Interleaving/multiplexing compressed streams


I'm looking for a good compression algorithm or library that will let me interleave several compressed streams of data into a single stream of data, without performance or compression loss.

More context: I have been working on a compression format dedicated to a specific application. This compression format performs a bunch of domain-specific analysis on the data, then outputs the compressed data as a bunch of streams, each of which is compressed (typically with LZW, but that's not written in stone). One of these streams, the primary stream, contains a bunch of tokens. Each token from the primary stream contains the information I need to deduce which of the secondary streams contains my next token, how many decompressed bytes I need to read from that secondary stream, and what I need to do with this token.

So far, so good, but I don't want to ship my final data as a bunch of concatenated streams, because that would require me to receive the entire data before I can process it meaningfully.

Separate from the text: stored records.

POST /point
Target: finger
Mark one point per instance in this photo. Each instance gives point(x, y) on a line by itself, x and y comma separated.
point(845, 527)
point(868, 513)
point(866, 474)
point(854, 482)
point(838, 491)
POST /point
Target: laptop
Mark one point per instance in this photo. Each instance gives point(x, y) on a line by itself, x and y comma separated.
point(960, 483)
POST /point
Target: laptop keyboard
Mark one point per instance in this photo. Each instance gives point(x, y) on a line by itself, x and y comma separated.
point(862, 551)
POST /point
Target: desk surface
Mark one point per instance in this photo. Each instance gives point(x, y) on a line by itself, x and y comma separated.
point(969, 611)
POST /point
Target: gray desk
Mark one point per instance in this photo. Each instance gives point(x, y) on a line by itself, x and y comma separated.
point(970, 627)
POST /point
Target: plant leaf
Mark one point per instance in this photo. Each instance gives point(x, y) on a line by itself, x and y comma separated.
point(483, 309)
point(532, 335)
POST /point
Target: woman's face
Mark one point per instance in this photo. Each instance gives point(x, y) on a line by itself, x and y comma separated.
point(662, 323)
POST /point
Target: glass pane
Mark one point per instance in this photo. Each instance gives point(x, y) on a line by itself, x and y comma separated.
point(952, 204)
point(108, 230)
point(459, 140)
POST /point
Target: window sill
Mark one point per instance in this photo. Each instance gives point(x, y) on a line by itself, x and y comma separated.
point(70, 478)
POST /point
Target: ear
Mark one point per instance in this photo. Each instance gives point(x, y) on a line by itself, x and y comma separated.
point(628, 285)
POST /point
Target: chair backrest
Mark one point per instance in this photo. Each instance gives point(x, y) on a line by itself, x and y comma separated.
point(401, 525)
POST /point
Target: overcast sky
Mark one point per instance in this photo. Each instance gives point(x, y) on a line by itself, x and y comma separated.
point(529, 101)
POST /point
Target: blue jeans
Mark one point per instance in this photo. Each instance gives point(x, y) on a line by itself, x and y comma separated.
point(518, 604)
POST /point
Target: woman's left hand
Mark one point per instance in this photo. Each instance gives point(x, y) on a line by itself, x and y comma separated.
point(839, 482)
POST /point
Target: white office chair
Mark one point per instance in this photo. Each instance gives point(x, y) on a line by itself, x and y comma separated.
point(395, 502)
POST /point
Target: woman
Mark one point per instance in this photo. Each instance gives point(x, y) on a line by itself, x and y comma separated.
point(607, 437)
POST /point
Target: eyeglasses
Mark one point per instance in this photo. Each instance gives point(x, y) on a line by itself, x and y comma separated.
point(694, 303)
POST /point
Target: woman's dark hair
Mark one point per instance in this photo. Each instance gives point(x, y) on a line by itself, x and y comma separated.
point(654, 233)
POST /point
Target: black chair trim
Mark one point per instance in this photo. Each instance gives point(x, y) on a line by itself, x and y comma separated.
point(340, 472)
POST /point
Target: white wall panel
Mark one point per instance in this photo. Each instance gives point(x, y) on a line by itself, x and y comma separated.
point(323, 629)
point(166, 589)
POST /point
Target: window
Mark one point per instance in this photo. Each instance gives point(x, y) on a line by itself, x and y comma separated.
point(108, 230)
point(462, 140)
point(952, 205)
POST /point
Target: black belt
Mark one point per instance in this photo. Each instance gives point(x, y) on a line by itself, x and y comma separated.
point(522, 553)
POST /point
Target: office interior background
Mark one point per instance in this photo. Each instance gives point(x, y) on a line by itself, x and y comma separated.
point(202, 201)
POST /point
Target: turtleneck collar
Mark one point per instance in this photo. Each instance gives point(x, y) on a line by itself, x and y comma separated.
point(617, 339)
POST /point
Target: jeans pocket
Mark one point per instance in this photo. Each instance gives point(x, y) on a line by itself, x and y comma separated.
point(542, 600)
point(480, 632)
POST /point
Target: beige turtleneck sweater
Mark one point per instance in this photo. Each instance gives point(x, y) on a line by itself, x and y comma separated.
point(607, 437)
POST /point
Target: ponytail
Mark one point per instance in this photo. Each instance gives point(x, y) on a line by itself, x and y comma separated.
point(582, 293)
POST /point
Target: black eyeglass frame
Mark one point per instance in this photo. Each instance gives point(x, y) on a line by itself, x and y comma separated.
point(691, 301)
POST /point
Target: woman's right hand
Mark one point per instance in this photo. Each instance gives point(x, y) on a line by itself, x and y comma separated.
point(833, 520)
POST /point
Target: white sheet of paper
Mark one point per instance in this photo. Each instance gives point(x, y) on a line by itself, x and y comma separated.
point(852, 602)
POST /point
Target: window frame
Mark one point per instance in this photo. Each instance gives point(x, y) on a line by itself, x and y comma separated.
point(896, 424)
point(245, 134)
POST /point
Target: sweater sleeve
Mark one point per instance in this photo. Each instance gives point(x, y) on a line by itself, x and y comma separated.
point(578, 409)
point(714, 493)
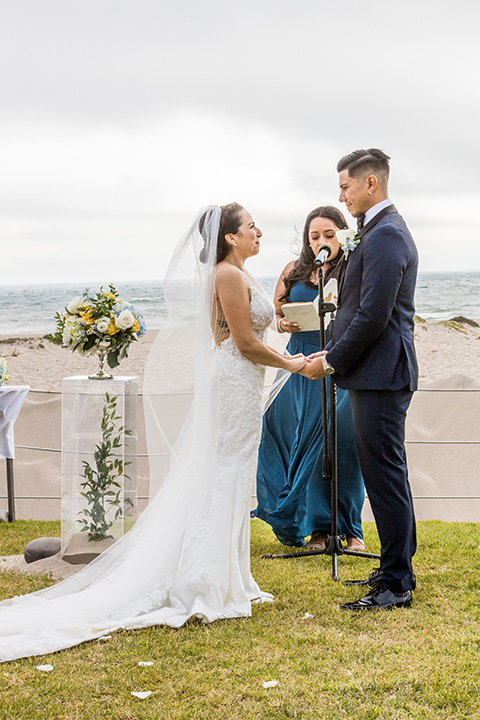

Rather, I'd like to ship them as a single stream, that I could decode and process as I receive it. So this would basically like to send something along the lines of:

  • one token from the primary stream (compressed with the dictionary used for the primary stream);
    • ok, this is token "FooBar", I know that a token "FooBar" is always followed by two tokens from stream "Foo", one token from stream "Bar";
  • two tokens from stream "Foo" (compressed with the dictionary used for stream "Foo");
  • one token from stream "Bar" (compressed with the dictionary used for stream "Bar");
  • one token from the primary stream (back to the compression of the primary stream);
  • ...

The complication here is that any interesting compression algorithm isn't going to trivially translate one token to one or more bytes with a well-defined token end. Sometimes, it's going to be several packets for a single token. Sometimes, one packet will contain many tokens. Luckily for me, the size of my tokens is easy to predict. On the other hand, for space efficiency, I can't afford to write the size of each packet or the number of packets whenever I add one.

So, how can I multiplex/interleave all my compressed streams into a single stream without needing to add lots of metadata? My impression is that this is basically the kind of issues solved by multimedia formats, but I have zero domain knowledge on the topic. Any suggestion? I'm interested in algorithms, libraries and papers.


Solution

  • With, for example, zlib, you can have three instances of deflate running at the same time for your three streams. With deflate you can compress a deflate block at a time (using Z_BLOCK), and bring that to a byte boundary with an empty stored block using Z_SYNC_FLUSH. You can interleave these deflate blocks as they are produced with a one-byte header for each identifying which of the three streams it is from. Then your decompressor reads in these deflate blocks and decompresses them with three instances of inflate, pulling your tokens from the respective blocks of uncompressed data as it becomes available.